I want to make something that is portable, 3.7V battery powered and smallish, that could record onto an SD card or something low power like that. I envision going out backpacking and coming back with hours of bird and mouse choruses, then slowing them down to a quarter or an eighth of their ordinary speed and playing them back. I'd also like to explore what kinds of ultrasonic noises are to be found in the city.

More and more I realize how big of a project this is, but I keep coming back to it! I've started to conceptualize it in two components, the sensor and the sampler.

The sensor, for now, is just gonna be a microphone, but it could be anything down the line. To me, any kind of signal could be interesting to sample and slow down. And in the future, who knows what kinds of crazy sensors will be available? Anyhow, for now I've found an inexpensive MEMS microphone that is reasonably flat up to 80 KHz (Knowles SPU0410LR5H-QB). Its sensitivity in that range is +/- 10 dB compared with its response at 1 KHz.

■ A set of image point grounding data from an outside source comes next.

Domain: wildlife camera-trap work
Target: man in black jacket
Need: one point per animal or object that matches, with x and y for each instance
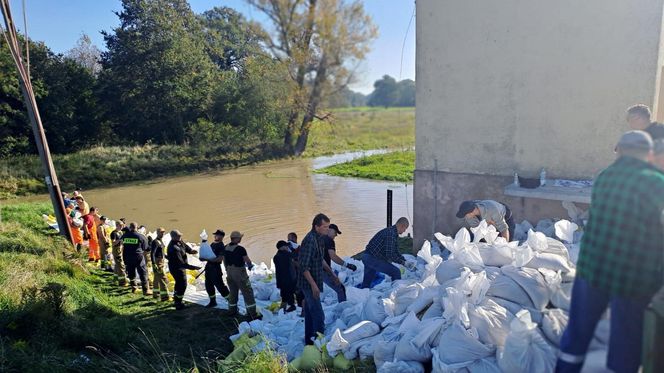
(134, 244)
(178, 265)
(286, 276)
(213, 276)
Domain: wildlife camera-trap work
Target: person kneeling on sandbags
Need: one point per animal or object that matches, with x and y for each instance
(178, 265)
(286, 276)
(495, 213)
(235, 259)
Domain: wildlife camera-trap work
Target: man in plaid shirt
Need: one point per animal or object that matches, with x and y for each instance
(620, 263)
(383, 250)
(311, 265)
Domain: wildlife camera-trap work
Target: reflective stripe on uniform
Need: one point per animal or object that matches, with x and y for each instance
(571, 359)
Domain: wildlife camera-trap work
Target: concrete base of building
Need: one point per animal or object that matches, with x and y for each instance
(437, 196)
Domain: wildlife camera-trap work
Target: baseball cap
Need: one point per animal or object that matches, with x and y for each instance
(635, 140)
(658, 146)
(465, 208)
(335, 228)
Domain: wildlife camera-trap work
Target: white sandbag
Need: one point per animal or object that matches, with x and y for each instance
(505, 287)
(457, 344)
(492, 322)
(549, 261)
(514, 308)
(384, 352)
(497, 255)
(565, 230)
(532, 282)
(404, 296)
(424, 299)
(525, 348)
(448, 270)
(487, 365)
(361, 330)
(554, 323)
(374, 310)
(401, 367)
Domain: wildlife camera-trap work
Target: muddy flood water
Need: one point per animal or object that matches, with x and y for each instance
(264, 202)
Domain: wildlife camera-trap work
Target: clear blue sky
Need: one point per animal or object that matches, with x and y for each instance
(59, 23)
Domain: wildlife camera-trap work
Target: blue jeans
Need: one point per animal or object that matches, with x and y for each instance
(314, 318)
(588, 305)
(339, 289)
(373, 265)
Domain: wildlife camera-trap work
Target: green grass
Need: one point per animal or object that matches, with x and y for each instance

For me, that seems good enough to make a frog/bat/bird/bug/alien recorder.

The sampler component would basically be an ADC with some amplifier circuitry, a microcontroller and some good memory (likely SD with a little RAM). Some of the newer Arduinos and similar devices are more than capable of dumping 200 Ksps onto an sd card at 16 bits/sample. I have successfully written at ~2 MB/s onto an SD card using a Maple microcontroller, but have read that with the Arduino platform and some newer libraries, you can do way better than that.

My goal is to have the sampler be more broadly usable. I've got artistic goals, but I don't see why a portable, high quality digital sampler wouldn't be perfectly useful for research purposes. What if some super wizard ultrasonic microphones come out in 10 years that are sensitive up to 500 KHz (does air even do that?! water maybe?) Well then I'd like to use it! What about a hydrophone? I believe dolphins can interact up to 150 KHz or so.

So with that in mind, I've been looking into some newer SAR ADCs. The LTC2378-20 looks really good to me. It's low power and has a good SNR even up into the high frequencies.

But what to do next?! How to design, let alone build a high frequency audio circuit that isn't noisy! I can program microcontrollers and built simple circuits, but dealing with crazy high frequency noise from misplaced ground loops, prototyping with surface mount components, oh my... yikes, where to begin?

Am I crazy? And even if I am, does anyone have any suggestions of good resources for embarking on such a project? A book, previous project, some common sense, tips, whatever? Maybe I need to team up with someone around my area that is an audio engineer.